Partnerships, corporations, multi-member LLCs, and non-resident aliens are not allowed as shareholders. Adding an ineligible owner — even briefly — terminates the S-Corp election automatically.

All shareholders must receive distributions in proportion to their ownership percentage. You can’t pay out unequal distributions without risking the election. If a 50/50 owner needs more cash, the path is to increase that person’s W-2 salary or take an equal distribution to both and have one re-loan it back.

State-by-state S-Corp considerations

Federal S-Corp election doesn’t automatically apply at the state level. Each state has its own rules:

  • States that follow the federal S-Corp election automatically: Most states (CA, IL, IN, MI, MO, OH, PA, TX, etc.)
  • States requiring a separate state-level S-Corp election: NY, NJ, AR, MA, WI, MS
  • States that don’t recognize S-Corp status at all: Louisiana (treats S-Corps as C-Corps for state tax), Tennessee (excise tax applies regardless), New Hampshire (Business Profits Tax)
  • States with S-Corp surtaxes: California (1.5% of net income + $800 minimum), New York City (8.85% on income), Illinois (1.5% replacement tax)

For multi-state businesses, the S-Corp election impacts state tax liability differently in each state where you have nexus.
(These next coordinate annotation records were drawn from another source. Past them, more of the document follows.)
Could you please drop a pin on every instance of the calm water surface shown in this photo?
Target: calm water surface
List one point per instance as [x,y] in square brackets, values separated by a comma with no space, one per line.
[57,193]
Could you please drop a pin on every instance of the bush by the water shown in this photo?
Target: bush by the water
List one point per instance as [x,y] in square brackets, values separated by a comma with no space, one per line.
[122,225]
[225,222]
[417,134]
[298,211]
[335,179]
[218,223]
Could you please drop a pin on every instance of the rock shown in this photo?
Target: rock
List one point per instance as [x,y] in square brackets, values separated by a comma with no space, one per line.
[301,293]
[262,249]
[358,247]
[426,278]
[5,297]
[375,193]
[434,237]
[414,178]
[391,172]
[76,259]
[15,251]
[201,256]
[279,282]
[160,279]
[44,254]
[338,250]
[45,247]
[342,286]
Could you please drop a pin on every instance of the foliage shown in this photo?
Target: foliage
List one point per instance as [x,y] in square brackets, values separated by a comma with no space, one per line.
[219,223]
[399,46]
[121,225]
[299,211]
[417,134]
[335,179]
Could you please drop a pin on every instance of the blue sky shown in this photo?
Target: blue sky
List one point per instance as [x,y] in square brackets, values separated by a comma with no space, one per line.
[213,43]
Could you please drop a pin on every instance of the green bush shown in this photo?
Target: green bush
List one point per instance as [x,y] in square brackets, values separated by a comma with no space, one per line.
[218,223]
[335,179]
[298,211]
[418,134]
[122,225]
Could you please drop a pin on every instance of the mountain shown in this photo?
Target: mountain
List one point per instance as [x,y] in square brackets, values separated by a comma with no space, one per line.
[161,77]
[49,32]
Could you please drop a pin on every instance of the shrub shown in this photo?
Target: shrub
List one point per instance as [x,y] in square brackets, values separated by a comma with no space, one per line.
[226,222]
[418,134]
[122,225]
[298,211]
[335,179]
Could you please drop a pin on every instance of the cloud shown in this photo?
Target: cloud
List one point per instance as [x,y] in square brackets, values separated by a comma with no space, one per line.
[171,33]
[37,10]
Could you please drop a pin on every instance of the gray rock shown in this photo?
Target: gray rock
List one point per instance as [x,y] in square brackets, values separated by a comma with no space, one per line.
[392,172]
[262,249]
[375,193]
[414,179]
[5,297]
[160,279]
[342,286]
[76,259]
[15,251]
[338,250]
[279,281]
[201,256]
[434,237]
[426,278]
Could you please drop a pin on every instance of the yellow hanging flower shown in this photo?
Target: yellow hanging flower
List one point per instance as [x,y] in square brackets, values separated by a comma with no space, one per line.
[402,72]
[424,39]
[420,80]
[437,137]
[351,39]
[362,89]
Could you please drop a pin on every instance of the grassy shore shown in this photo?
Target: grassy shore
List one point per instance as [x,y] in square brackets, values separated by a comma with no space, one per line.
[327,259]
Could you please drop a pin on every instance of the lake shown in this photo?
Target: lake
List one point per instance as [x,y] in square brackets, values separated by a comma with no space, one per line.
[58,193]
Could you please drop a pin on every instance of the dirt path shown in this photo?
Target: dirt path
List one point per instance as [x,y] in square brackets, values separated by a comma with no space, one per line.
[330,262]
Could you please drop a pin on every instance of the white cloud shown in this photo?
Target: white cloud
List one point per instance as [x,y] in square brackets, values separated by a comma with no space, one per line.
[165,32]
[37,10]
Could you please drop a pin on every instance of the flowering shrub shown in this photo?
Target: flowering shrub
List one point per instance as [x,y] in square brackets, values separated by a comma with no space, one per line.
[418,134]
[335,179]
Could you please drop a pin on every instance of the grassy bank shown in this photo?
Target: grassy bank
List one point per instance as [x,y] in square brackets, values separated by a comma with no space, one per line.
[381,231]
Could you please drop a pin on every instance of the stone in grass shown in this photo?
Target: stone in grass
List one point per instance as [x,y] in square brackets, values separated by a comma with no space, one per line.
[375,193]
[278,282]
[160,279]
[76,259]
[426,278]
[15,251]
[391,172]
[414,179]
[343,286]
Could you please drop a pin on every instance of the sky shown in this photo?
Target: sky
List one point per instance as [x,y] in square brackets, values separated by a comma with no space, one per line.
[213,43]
Run state-specific projections before electing.

How to revoke an S-Corp election

If S-Corp status no longer makes sense, you can revoke the election by filing a written statement with the IRS Service Center where you file Form 1120-S. The statement must include:

  • The corporate name, EIN, and address
  • A clear statement that the corporation is revoking its S election under IRC §1362(d)(1)
  • The effective date of the revocation
  • The number of shares of stock outstanding
  • Consent statements from shareholders owning more than 50% of the stock

To take effect for the current tax year, file by the 15th day of the 3rd month of the tax year (March 15 for calendar-year filers). After revoking, you generally cannot re-elect S-Corp status for 5 years without IRS consent.